Arrow-right Camera
The Spokesman-Review Newspaper
Spokane, Washington  Est. May 19, 1883

Taliban launches major offensive, seizes villages

Candace Rondeaux and Javed Hamdard Washington Post

ISLAMABAD, Pakistan – Hundreds of Taliban fighters took control of seven villages in southern Afghanistan Monday in what appeared to be a major offensive near the country’s second-largest city, Kandahar, according to Afghan officials.

An estimated 500 Taliban fighters swept into several villages in the Arghandab District, about 15 miles northwest of Kandahar, officials said. Agha Lalai Wali, an official with the government-sponsored Peace and Reconciliation Commission in Kandahar, said the fighters surged into the area Sunday evening, setting up several checkpoints in the district. Wali said local residents had reported seeing dozens of fighters believed to be of Pakistani and Arab origin traveling in the area in pickup trucks shortly before the incursion.

The Taliban’s seizure of the villages comes three days after a spectacular prison break at a Kandahar jail, during which an estimated 1,000 to 1,200 prisoners, many of them Taliban fighters, escaped.

A spokesman for the Afghan Defense Ministry, Brig.

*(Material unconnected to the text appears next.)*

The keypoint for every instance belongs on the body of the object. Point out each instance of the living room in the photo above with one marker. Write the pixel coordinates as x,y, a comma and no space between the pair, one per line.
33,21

Gen. M. Zaher Azimi, said late Monday evening that hundreds of Afghan soldiers were being deployed from Kabul and elsewhere around the country to the south to mount a counteroffensive following the attacks in Arghandab.

Officials with the NATO-led International Security Assistance Force said Western troops were also being redeployed to support Afghan forces heading the counteroffensive. A spokesman for the force, Gen. Carlos Brancos, said he could not confirm that the Taliban had taken control of the villages in Arghandab, but said ISAF officials had received “information that Taliban insurgents were active in the area.”

Kandahar, a city of roughly 450,000, is considered the birthplace of the Taliban, and fighters trying to infiltrate the city have frequently used Arghandab as a gateway. Arghandab was relatively peaceful until Mullah Naqib, a local leader known for keeping the peace, died there last year. It has since been the scene of several fierce firefights between NATO forces and insurgents.

Afghan officials said Taliban fighters have said they plan to march on Kandahar from Arghandab.

“The Taliban are getting stronger and stronger, and after they attacked the prison, that gave them higher morale,” Wali said.

The prison break appeared to be well-planned and sophisticated. A suicide bomber blew up a water tank trunk near the main gates of Sarposa Prison, and fighters used gunfire and rockets to launch a broader assault. Hundreds of inmates fled into waiting cars and vans commandeered by insurgents, according to Afghan officials in Kandahar.